多くの腫瘍細胞が抗原を産生し,血流に放出されたり,細胞表面上に発現したりしている。免疫系によって認識される可能性がある全ての分子が抗原とみなされる。バーキットリンパ腫,神経芽腫,黒色腫,骨肉腫,腎細胞癌,乳癌,前立腺癌,肺癌,結腸癌などのヒト悪性腫瘍のほとんどで抗原が同定されている。免疫系の重要な役割は,これらの抗原を検出し,その後の根絶に向けての標的化を可能にすることである。しかしながら,腫瘍抗原の異物としての構造にもかかわらず,それに対する免疫応答は様々であり,多くの場合,腫瘍増殖を阻止するには不十分である(腫瘍に対する宿主応答も参照)。

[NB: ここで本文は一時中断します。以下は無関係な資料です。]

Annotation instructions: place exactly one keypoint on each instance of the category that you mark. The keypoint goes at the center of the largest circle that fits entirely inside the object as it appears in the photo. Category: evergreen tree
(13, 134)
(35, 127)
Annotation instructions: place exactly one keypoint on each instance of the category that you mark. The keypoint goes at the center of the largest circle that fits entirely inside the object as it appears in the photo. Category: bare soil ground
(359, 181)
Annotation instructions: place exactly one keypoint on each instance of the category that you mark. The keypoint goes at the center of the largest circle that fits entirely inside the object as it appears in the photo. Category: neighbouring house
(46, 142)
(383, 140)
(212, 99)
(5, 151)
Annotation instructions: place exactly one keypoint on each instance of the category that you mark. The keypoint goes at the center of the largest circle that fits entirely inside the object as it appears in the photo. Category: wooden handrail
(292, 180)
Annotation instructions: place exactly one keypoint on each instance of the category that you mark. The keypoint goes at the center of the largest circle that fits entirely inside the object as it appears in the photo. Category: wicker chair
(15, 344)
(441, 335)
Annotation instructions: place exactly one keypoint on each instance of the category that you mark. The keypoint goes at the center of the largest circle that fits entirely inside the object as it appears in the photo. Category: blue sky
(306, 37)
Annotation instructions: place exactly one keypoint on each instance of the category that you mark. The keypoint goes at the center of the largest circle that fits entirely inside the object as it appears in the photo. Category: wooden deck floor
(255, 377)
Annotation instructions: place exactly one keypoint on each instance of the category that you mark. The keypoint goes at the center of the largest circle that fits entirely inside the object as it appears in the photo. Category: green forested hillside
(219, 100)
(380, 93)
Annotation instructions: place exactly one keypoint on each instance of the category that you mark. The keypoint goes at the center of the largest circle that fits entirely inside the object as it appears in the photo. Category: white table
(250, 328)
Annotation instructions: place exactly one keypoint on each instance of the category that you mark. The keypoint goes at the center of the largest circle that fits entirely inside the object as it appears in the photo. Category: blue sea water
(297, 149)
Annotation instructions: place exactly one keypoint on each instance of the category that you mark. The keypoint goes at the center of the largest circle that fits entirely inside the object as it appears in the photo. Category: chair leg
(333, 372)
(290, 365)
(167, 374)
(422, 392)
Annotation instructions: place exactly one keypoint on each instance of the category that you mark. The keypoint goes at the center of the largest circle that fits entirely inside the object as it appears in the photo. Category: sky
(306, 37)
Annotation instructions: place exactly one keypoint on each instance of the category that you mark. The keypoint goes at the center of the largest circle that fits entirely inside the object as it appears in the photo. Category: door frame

腫瘍関連抗原(TAA)は,腫瘍細胞に比較的限定された抗原である。
腫瘍特異抗原(TSA)は,腫瘍細胞に特有な抗原である。
TSAおよびTAAは通常,主要組織適合抗原複合体の一部として細胞表面に発現している細胞内分子の断片である。
腫瘍抗原が発生する機序としては,以下のものが提唱されている:
ウイルスから新たな遺伝子情報が導入される(例,子宮頸癌におけるヒトパピローマウイルスE6およびE7タンパク質)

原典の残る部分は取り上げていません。